Ce festival, comme toujours, est aussi l’occasion de visiter les jardins de William Christie (inscrits à l’inventaire des Monuments historiques en 2006), sis à Thiré, petit village du Sud-Vendée où est installée depuis déjà plusieurs années la Fondation Les Arts Florissants et son Quartier des artistes. « Peu de temps après mon arrivée en France, écrit William Christie dans le hors-série de la revue Connaissance des Arts consacré à ces jardins, j’ai découvert la région de la Vendée où j’ai rapidement décidé de m’installer. J’aime les vieilles pierres et je voulais trouver une vieille bâtisse à restaurer, un lieu ayant son propre caractère où je puisse projeter mes désirs pour créer un espace qui me ressemble ; mais je cherchais aussi un terrain, avec un potentiel suffisant pour y créer un grand jardin. En découvrant le Bâtiment à Thiré, j’ai aussitôt reconnu le lieu où pourrait s’épanouir ce rêve. [...] Après une vingtaine d’années de travail, le jardin était devenu suffisamment abouti pour que puisse s’y projeter une idée que j’avais à l’esprit depuis bien longtemps déjà : en faire un lieu de musique et inviter le public à venir assister à des concerts dans ses différents espaces. »

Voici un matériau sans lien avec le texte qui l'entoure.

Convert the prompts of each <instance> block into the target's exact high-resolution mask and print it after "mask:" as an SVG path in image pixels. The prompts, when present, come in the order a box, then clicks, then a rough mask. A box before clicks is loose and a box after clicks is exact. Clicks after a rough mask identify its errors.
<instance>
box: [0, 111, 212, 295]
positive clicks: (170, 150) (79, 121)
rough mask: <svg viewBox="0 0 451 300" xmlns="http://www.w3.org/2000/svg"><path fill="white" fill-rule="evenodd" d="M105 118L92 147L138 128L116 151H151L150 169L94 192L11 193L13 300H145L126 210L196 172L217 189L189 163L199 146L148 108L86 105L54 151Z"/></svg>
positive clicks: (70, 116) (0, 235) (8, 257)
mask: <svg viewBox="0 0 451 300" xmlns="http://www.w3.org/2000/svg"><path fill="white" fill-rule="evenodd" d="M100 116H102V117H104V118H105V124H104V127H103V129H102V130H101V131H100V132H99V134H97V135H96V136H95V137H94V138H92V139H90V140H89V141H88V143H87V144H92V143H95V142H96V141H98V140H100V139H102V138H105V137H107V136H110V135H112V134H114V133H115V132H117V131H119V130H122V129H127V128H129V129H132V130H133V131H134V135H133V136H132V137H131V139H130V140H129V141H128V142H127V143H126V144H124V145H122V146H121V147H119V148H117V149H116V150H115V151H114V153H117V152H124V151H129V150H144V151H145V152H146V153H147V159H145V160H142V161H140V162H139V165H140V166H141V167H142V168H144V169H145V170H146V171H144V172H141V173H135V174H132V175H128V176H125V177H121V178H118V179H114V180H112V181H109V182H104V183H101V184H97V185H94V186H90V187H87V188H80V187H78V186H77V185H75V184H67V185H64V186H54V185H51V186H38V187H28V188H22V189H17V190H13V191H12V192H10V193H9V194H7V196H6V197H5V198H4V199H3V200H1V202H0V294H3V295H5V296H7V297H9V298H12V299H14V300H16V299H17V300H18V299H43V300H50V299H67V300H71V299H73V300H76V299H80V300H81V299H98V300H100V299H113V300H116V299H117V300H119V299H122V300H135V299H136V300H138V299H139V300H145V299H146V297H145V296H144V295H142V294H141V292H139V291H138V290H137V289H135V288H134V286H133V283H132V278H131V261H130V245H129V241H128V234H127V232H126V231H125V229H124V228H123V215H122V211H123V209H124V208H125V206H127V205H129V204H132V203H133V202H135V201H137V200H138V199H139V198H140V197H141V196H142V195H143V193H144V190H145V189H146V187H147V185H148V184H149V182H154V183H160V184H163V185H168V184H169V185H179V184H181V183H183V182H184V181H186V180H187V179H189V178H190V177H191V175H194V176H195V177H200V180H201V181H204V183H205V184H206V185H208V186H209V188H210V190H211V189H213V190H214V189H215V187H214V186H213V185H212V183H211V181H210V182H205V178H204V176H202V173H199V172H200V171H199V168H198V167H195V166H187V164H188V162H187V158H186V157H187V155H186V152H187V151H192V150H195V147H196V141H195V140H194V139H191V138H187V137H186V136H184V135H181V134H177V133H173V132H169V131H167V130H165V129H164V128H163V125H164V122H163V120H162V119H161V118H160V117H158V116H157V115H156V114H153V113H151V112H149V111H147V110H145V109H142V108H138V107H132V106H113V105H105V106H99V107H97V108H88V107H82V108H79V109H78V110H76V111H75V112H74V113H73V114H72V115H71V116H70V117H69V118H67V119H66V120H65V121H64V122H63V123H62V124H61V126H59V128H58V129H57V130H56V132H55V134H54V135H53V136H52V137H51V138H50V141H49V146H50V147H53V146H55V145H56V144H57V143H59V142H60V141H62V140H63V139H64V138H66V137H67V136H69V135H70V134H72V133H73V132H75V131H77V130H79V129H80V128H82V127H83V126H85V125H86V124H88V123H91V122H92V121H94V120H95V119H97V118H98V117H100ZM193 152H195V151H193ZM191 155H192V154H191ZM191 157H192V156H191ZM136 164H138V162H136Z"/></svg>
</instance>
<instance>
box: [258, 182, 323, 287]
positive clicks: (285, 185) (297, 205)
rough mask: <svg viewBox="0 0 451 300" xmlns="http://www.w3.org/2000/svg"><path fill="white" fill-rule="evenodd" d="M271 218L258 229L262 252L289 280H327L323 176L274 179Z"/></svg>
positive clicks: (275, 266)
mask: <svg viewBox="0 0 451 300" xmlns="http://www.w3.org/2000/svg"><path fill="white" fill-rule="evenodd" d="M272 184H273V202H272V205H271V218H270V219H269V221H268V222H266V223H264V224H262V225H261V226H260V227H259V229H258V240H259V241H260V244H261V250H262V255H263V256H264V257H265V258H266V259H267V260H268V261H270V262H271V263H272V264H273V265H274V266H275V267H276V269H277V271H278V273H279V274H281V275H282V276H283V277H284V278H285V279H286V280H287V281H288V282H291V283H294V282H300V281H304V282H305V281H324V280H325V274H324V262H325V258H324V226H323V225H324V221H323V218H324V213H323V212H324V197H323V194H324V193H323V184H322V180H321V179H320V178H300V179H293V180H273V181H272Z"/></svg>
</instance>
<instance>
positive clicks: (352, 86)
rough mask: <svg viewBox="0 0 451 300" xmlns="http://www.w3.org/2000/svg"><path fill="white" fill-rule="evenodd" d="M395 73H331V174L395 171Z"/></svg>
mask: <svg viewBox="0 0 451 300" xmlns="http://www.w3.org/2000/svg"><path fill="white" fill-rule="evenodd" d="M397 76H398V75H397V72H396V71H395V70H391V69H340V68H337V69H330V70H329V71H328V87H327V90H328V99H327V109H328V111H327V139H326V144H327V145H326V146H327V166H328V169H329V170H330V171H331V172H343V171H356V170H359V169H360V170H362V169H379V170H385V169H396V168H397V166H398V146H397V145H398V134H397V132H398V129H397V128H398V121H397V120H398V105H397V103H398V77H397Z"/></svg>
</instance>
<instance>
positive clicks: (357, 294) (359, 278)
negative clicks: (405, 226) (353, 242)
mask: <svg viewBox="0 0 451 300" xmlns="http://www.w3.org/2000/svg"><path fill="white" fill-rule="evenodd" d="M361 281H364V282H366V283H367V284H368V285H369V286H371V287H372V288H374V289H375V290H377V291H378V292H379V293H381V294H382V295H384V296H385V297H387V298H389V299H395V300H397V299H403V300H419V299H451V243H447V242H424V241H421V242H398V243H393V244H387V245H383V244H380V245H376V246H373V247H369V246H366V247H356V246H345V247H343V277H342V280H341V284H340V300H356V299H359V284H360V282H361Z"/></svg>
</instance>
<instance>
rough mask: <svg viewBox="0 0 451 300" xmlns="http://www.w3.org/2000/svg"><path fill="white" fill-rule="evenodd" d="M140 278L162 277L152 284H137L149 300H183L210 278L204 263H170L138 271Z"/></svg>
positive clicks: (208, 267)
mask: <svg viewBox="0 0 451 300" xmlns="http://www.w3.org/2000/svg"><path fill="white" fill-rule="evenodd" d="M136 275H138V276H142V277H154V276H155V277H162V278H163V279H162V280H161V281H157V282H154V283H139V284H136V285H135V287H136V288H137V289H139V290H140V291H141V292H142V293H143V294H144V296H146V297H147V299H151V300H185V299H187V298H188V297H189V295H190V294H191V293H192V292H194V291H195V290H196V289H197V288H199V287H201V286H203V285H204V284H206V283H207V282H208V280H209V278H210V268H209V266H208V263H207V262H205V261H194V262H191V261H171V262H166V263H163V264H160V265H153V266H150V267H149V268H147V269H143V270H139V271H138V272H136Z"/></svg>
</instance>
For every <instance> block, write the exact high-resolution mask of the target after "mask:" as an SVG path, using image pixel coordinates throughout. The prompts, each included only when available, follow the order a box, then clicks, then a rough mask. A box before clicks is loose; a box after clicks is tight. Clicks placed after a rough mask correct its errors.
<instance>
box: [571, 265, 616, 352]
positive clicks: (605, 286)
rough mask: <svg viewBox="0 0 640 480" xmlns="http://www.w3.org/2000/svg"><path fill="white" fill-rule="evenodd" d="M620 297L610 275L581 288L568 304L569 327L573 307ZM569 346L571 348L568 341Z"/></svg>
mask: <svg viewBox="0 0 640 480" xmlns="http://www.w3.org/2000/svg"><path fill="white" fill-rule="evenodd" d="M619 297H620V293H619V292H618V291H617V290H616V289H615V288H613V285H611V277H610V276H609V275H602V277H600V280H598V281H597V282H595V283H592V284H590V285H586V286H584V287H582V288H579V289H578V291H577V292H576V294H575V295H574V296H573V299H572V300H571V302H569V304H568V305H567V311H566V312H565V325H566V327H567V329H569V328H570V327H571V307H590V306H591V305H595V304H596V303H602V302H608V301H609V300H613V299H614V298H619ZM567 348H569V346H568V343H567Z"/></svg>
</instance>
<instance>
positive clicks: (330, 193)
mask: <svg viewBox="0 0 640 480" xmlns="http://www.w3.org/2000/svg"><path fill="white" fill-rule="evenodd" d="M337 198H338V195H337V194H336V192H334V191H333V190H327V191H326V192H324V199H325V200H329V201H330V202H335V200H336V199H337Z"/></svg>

Et c’est dans ce lieu magique, jardin à la française mêlé d’influences des jardins italiens, et surtout comprenant de multiples bosquets à l’acoustique très travaillée (arbres formant un décor circulaire favorable à l’écoute de la musique, par exemple), qu’a lieu chaque été, en août, le second Festival des Arts Florissants. À vos agendas !

Photo : Julien Gazeau

Festival de Printemps des Arts Florissants : Promenades sacrées - Monteverdi. Églises de Sud-Vendée, du 19 au 21 avril. Direction : William Christie et Paul Agnew.

A propos de l'auteur
Hélène Pierrakos
Hélène Pierrakos

Journaliste et musicologue, Hélène Pierrakos a collaboré avec Le Monde de la Musique, Opéra International, L’Avant-Scène Opéra, Classica, etc. et produit des émissions sur France Musique, France Culture, la Radio Suisse Romande et, depuis 2007 :...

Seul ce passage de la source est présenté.